Sofort auf Zielzeit umstellen
Essen, Schlafen und Aktivität ab der Landung nach der neuen Ortszeit ausrichten – auch wenn es schwerfällt. Kurze Nickerchen von 15 bis 20 Minuten sind in Ordnung, lange Tagesschläfe bremsen die Umstellung.
Melatonin nur nach Beratung
Melatonin kann die subjektive Jetlag-Empfindung lindern.
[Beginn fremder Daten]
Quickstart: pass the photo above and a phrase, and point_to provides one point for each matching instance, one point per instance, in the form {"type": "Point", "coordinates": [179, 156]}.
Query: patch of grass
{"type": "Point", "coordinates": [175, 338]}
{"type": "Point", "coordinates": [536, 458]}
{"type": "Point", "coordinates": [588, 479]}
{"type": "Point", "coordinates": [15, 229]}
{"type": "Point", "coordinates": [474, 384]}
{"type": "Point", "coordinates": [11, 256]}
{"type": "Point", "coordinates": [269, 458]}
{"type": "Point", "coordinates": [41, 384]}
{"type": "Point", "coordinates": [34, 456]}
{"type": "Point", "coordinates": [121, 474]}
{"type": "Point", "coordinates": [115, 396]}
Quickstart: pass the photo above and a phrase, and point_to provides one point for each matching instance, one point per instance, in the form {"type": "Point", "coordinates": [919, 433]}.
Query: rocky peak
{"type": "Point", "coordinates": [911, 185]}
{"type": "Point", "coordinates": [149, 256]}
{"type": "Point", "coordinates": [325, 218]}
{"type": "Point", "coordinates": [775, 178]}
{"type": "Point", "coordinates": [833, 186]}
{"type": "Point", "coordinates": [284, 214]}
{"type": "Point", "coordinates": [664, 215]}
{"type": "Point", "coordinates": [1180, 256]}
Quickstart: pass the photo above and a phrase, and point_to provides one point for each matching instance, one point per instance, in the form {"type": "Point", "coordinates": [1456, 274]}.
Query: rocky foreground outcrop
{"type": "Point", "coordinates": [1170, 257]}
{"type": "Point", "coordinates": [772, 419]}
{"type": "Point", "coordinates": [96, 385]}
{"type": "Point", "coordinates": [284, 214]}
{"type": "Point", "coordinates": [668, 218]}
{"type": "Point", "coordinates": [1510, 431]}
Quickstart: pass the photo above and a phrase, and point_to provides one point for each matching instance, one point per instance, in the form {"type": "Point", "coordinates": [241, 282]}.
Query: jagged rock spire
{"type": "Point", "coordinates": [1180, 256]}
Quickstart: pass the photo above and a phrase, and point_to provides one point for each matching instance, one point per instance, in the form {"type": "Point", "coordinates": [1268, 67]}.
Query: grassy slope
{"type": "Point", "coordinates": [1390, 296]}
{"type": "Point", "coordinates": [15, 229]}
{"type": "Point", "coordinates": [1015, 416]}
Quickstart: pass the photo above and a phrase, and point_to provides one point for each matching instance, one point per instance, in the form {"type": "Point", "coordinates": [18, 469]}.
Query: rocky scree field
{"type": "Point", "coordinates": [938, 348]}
Es gibt es als Arzneimittel und als Nahrungsergänzungsmittel, teils verschreibungspflichtig – sprechen Sie Dosierung und Zeitpunkt vor der Reise mit uns oder Ihrer ärztlichen Praxis ab.
Melatonin, pflanzliche Mittel und Reisebedarf
In unseren fünf Apotheken in Wiesbaden und im Online-Shop finden Sie Melatonin-Präparate, pflanzliche Beruhigungsmittel und alles für die Reiseapotheke – mit persönlicher Beratung zu Auswahl und Anwendung.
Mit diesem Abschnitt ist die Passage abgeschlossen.